RUM JavaScript Delivery Partially Delayed
Postmortem

Between 7:00 am and 12:45 pm (UTC) today, the JavaScript delivery feature of the Helix RUM Collector Service experienced an outage that resulted in slow responses and responses with status code 520 for following request types:

  1. helix-rum-js: this slowed down page rendering for customers of Adobe Experience Manager as a Cloud Service that are part of the VIP program for RUM collection in AEM CS. This affected a small double digit number of customers.
  2. helix-rum-enhancer: all customers of AEM CS and Edge Delivery Services were affected, so that some checkpoints in RUM collection could no longer be observed.
  3. web-vitals: all customers of AEM CS and Edge Delivery Services were affected, making it impossible to collect RUM values for Core Web Vitals

During the entire period, RUM data collection was unaffected and performed as expected, so that page view estimates during the outage will still be accurate.

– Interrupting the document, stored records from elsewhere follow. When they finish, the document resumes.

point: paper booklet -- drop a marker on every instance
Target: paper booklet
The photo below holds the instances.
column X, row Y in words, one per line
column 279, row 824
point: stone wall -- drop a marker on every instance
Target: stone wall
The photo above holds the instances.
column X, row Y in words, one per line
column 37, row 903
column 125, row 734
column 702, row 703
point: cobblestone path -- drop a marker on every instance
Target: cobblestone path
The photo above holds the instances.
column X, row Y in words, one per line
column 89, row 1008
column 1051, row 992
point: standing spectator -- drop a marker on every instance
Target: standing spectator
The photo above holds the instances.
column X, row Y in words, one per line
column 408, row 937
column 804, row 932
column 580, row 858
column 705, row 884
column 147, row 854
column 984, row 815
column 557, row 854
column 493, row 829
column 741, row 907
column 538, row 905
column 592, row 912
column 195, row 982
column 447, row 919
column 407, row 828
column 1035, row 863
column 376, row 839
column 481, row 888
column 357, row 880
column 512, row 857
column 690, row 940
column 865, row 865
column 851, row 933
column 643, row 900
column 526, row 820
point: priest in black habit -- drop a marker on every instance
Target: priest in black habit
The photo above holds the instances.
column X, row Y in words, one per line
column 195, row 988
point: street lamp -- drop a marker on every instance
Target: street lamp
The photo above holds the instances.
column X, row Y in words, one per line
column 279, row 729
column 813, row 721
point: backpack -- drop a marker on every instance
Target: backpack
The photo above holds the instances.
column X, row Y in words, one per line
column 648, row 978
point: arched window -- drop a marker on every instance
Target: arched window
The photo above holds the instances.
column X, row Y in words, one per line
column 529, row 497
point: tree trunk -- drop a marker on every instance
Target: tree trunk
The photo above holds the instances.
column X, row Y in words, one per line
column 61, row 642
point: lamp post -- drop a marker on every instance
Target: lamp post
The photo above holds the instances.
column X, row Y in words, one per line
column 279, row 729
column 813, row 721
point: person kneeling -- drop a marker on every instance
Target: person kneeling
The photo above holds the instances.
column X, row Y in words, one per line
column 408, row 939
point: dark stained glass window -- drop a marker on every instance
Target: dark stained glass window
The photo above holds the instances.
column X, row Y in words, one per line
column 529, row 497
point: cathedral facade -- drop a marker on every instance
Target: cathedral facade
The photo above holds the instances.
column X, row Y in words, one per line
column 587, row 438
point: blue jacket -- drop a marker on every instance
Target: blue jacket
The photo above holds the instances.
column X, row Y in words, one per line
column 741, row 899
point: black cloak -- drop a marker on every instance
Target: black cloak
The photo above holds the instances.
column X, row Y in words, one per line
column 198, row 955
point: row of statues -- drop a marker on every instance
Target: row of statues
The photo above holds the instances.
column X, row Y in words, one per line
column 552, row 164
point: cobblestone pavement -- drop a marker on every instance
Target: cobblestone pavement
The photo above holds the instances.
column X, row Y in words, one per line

The issue was caused by an outage of the unpkg.com CDN that is used as a backend to deliver JavaScript files required for RUM data collection. When unpkg service was resumed, the Helix RUM Collector Service regained full functionality.

In order to prevent similar issues from re-occurring and to improve service quality, following steps will be taken by our team:

  • revisit error logging in the RUM Collector Service for GET requests
  • revisit synthetic monitoring of the JavaScript delivery of the RUM Collector Service
  • revisit timeouts, fallback resources, and fallback backends of the RUM Collector Service to ensure page rendering won’t be affected by backend outages
  • revisit integration of helix-rum-js into Adobe Experience Manager Cloud Service, to reduce reliance on an external service
Posted Apr 12, 2024 - 14:31 UTC

Resolved
The incident has been resolved and RUM script delivery is working for all customers as expected.
Posted Apr 12, 2024 - 14:05 UTC
Monitoring
The backend service has resumed operations, we are monitoring the situation.
Posted Apr 12, 2024 - 13:31 UTC
Identified
We have identified an outage at unpkg.com as the root source of the issue and are looking for ways to address the issue.
Posted Apr 12, 2024 - 13:08 UTC
Investigating
We are observing issues that are affecting page delivery for AEM customers. The issue is under active investigation and we are working with full effort to reach a speedy resolution.
Posted Apr 12, 2024 - 12:38 UTC
This incident affected: Delivery.